The crux of the dispute is Vista's ability to protect its most fundamental code from cyberattacks versus the ability of other companies' software to check for telltale signs of malicious programs. As Microsoft prepares to release a final test version of Windows Vista, the software vendors are stepping up talks with antitrust regulators and kicking off a public-relations campaign against what they see as Microsoft's attempts to block their products.
For Microsoft's business customers, better security will be the chief selling point for Vista, the company's first new desktop operating system in more than five years. In an InformationWeek Web survey of 672 business technology managers last month, 89% of respondents cited Vista's security features as an incentive to upgrade, well ahead of any other reason (see story, "Survey: Businesses Prepare For Windows Vista"). In addition to bundling antivirus and anti-spyware software into Windows and limiting users' ability to install software, Microsoft has closed a loophole that gave products from Symantec, McAfee, and other makers of security software access to the Windows kernel, which controls the operating system's most basic functions. The vendors use that access to detect and block rootkits, keystroke-logging software, and worms.

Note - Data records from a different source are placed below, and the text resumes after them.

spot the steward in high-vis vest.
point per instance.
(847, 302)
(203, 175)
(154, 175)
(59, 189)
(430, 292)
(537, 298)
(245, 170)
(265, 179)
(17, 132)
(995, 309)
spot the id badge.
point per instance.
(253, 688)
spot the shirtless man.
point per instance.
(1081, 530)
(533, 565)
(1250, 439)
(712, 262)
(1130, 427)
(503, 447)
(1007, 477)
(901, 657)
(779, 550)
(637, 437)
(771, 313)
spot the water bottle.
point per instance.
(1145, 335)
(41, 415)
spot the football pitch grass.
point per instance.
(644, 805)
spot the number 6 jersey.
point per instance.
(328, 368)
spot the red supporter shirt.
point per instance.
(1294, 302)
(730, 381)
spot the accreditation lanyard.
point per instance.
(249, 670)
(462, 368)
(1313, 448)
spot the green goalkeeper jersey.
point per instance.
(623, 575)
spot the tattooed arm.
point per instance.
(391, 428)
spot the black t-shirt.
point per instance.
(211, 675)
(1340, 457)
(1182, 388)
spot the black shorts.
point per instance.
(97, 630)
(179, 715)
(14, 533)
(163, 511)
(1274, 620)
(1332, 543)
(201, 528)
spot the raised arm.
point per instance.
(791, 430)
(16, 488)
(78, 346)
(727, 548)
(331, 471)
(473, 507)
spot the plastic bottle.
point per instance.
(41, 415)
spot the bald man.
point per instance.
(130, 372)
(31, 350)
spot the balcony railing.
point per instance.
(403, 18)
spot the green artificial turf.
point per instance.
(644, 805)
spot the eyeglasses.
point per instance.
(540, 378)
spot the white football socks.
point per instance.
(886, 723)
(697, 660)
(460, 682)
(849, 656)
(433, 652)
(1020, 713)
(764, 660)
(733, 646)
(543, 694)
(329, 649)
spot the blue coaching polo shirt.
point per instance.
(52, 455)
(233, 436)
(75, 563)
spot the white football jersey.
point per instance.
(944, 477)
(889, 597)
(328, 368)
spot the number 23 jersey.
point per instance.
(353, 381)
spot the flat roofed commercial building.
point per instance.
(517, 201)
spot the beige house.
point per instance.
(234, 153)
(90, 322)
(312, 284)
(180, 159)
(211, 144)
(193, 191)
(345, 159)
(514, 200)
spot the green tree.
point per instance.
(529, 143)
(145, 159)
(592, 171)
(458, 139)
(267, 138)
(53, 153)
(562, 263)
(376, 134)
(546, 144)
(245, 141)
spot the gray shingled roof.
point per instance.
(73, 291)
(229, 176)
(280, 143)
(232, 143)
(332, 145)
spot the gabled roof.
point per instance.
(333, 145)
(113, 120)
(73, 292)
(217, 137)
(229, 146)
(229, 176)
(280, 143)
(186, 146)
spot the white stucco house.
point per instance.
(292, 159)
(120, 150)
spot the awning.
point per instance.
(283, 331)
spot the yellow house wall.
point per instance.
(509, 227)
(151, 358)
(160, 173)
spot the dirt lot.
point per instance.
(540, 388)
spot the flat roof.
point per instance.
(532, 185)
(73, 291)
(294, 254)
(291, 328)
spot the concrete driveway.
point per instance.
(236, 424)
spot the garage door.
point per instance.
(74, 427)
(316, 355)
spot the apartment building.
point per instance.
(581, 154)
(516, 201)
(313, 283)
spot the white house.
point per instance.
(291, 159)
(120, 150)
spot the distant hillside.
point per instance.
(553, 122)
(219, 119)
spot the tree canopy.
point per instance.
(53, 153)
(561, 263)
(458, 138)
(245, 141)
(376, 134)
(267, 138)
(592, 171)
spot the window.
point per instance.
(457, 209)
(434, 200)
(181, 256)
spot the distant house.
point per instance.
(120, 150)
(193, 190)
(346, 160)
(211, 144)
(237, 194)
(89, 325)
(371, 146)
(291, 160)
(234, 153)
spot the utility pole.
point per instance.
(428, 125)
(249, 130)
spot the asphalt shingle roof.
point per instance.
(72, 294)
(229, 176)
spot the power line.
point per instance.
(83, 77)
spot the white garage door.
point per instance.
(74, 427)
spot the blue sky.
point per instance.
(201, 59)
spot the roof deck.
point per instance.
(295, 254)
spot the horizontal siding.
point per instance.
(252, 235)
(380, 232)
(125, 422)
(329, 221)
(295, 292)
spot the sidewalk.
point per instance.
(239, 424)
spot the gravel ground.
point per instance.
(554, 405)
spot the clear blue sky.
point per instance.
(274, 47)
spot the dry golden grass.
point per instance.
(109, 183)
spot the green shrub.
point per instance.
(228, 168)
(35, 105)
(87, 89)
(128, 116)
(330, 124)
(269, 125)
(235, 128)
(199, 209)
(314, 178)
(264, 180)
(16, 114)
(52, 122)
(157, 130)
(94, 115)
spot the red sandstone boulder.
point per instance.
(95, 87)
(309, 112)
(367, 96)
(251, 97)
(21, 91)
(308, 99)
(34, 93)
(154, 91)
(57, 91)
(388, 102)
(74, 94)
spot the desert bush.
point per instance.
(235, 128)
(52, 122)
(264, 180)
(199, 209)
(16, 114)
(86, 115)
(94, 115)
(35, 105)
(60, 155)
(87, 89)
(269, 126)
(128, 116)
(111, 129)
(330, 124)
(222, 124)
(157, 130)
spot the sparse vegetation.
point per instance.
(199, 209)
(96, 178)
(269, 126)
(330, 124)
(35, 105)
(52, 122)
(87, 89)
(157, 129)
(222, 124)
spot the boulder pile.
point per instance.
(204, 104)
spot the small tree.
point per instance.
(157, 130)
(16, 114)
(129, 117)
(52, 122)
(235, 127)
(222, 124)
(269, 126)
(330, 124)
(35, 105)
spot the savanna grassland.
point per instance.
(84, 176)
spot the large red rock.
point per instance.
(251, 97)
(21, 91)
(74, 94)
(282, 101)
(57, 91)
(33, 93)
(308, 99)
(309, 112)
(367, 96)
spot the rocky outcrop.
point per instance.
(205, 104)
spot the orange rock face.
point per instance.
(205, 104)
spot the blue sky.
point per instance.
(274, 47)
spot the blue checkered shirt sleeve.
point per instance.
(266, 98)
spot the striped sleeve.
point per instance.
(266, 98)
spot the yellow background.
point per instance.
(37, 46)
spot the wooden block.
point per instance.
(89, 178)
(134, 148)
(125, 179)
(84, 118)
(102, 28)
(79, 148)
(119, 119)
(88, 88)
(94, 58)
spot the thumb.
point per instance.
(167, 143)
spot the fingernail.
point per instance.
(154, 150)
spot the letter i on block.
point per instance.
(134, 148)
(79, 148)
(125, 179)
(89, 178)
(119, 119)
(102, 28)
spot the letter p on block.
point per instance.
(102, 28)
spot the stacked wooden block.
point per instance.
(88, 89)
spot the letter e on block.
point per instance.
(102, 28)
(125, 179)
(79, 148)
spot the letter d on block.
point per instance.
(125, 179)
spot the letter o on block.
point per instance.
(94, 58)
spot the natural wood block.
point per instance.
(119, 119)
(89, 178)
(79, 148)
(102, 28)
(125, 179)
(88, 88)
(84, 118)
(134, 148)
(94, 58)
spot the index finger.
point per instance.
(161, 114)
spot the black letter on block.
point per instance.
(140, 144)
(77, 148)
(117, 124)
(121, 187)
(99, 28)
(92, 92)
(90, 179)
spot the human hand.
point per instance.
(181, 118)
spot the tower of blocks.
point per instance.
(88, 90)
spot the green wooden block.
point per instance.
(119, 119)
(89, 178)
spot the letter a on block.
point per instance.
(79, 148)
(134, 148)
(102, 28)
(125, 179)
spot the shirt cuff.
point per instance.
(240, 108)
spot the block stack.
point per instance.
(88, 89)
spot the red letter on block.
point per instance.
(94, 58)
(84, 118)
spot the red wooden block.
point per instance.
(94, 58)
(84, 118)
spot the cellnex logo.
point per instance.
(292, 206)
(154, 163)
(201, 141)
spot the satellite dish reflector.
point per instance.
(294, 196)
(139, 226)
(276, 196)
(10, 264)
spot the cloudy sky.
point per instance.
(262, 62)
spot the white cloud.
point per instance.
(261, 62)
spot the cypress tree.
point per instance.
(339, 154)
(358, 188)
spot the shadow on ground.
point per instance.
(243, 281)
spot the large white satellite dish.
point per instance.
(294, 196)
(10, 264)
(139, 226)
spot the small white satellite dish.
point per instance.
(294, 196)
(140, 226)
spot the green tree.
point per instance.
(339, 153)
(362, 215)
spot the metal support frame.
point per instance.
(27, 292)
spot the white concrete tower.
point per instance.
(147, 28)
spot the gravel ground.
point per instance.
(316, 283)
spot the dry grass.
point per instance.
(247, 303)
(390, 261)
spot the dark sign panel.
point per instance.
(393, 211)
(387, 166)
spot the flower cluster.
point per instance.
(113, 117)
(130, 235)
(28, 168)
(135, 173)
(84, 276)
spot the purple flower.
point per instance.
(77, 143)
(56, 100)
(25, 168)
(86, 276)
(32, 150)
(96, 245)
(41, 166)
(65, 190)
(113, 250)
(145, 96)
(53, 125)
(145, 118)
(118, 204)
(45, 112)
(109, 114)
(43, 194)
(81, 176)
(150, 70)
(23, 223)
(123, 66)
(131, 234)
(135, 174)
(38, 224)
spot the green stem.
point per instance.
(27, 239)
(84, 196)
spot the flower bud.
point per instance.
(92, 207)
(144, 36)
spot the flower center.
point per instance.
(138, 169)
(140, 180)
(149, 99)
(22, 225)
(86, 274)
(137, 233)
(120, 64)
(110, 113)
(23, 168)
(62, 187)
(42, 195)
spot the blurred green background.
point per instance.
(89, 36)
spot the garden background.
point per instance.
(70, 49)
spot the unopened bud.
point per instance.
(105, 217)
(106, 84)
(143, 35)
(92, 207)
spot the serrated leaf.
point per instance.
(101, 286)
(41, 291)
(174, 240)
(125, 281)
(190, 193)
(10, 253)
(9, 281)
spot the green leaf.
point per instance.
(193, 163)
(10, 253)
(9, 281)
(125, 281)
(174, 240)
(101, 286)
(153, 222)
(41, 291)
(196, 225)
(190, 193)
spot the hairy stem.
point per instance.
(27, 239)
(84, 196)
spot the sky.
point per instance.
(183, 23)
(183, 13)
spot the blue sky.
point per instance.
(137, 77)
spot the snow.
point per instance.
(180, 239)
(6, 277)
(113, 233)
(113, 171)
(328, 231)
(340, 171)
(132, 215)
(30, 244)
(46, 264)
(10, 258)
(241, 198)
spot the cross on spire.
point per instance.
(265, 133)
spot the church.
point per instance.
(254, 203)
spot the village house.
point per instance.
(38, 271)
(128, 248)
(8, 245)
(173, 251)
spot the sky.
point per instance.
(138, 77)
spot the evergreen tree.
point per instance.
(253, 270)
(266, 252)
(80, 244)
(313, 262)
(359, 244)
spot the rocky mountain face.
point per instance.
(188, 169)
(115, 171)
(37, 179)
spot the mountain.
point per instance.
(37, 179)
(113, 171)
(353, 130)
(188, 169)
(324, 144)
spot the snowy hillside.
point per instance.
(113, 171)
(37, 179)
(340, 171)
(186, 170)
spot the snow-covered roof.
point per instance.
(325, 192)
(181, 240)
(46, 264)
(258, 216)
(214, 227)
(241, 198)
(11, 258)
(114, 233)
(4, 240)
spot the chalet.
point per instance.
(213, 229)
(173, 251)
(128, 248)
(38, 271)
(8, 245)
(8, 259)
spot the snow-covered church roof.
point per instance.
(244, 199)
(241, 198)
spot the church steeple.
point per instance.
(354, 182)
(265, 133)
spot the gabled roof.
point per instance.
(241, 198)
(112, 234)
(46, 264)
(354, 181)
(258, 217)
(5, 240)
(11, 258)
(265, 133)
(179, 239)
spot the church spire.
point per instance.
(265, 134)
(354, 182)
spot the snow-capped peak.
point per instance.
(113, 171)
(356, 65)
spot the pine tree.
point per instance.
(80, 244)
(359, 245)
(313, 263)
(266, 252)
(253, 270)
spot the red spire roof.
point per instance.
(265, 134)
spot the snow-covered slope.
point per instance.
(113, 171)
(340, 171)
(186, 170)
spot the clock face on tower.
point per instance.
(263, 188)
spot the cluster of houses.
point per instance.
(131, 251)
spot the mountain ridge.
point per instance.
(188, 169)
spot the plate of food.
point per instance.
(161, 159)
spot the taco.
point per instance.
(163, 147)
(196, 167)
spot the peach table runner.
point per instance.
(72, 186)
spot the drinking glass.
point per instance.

Trouble is, malware writers exploit the same interfaces to access Windows' kernel, a threat that Microsoft says outweighs the benefits. Modifying the kernel also compromises Windows' performance, according to the company. Versions of Vista for 64- bit PCs will include technology called PatchGuard that prevents kernel modification. "Either everybody has access to the kernel," says Microsoft senior product manager Stephen Toulouse, "or nobody does."
Symantec and McAfee say the move undercuts their products at the very moment Microsoft is entering the $4 billion market for desktop security software. Microsoft "is putting the core of the operating system in a lock box," says a Symantec spokesman. Security vendors also are asking Microsoft to make it easier for users to uninstall Windows Security Center, a dashboard that controls security settings in Vista. "You almost need an IT help desk" to change the controls, a McAfee spokeswoman says.
|Vista's Sticky Issues|
Closed access to Windows' kernel disables some vendors' malware-fighting techniques
Vista's security dashboard overrides the control panels of Symantec's and McAfee's products
New startup screen prompts users to sign up for Microsoft's OneCare antivirus and anti-spyware service
Next up could be a challenge to Vista's "Welcome Center" boot-up screen, which prompts users to sign up for Microsoft's OneCare security update service. Symantec's spokesman calls the screen "a smoking-gun example" of Microsoft leveraging its Windows monopoly to push its other products. Even Trend Micro, a security company that's allied with Microsoft, says that's going too far. "OneCare is a direct competitor to our product" and shouldn't receive preferential treatment, says VP of marketing Carol Carpenter.
Separately, Microsoft said Vista will toughen measures against software piracy. Users of software that Microsoft thinks is pirated will lose access to Vista's Aero graphical interface and eventually forfeit the ability to read E-mail and open files.